This film is part of Free

Over the Tay Bridge on an Express Train (1901)
A journey across the well-known Scottish railway bridge, filmed from the engine front.
Overview
'Phantom rides' were simple but intrepid and attractive early films which used point-of-view camerawork to take their viewers on vicarious train trips. They often combined distinct visual pleasures: this example presents a study of an imposing achievement of 19th century civil engineering while offering its audience the giddy sensation of movement over it.

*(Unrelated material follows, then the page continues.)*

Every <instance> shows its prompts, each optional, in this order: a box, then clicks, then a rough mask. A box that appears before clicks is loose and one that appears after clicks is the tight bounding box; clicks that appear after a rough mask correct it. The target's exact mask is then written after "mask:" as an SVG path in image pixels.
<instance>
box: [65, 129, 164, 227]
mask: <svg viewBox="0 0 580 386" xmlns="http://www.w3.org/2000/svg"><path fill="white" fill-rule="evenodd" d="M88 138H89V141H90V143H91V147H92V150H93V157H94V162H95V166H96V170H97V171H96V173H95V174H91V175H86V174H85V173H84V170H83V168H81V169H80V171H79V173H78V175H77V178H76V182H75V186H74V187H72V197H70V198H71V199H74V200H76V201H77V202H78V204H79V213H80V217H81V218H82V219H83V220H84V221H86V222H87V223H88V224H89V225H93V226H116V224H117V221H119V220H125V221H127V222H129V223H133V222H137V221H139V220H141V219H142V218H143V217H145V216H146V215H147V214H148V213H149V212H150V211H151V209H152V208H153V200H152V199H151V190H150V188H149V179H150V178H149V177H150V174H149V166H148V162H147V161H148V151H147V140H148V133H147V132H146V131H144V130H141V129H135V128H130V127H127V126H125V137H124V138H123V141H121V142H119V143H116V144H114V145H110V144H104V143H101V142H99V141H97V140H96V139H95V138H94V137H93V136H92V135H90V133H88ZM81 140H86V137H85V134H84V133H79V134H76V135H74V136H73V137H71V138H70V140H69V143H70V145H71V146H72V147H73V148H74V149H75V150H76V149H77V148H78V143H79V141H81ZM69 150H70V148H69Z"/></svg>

We start slow, noticing the watching railwaymen at the frame's edges. They rapidly disappear as the train passes them, the tempo quickens and the screen space is dominated by the structures of the 1887 iron-and-steel bridge itself. Shafts of light are unintentionally but pleasingly caught on camera, flickering through the overhead beams. Phantom train journeys were common in early filmmaking, but surprisingly rare in Mitchell and Kenyon's work. This is one of just five surviving examples. They more often took their cameras for town tram rides: short-distance transportation was more in keeping with the human, local, earthy, urban presence we now associate with M&K. The colder, faster-moving, almost abstract film experience on offer here feels more derivative of others' work (particularly American film pioneer Thomas Edison's famous 1899 phantom ride across Brooklyn Bridge, which Mitchell and Kenyon may have seen). The ever-savvy M&K were probably intending this film for quite different distributors and viewers than their usual fare. And despite some photographic flaws, it's an enjoyable trip, well worth taking.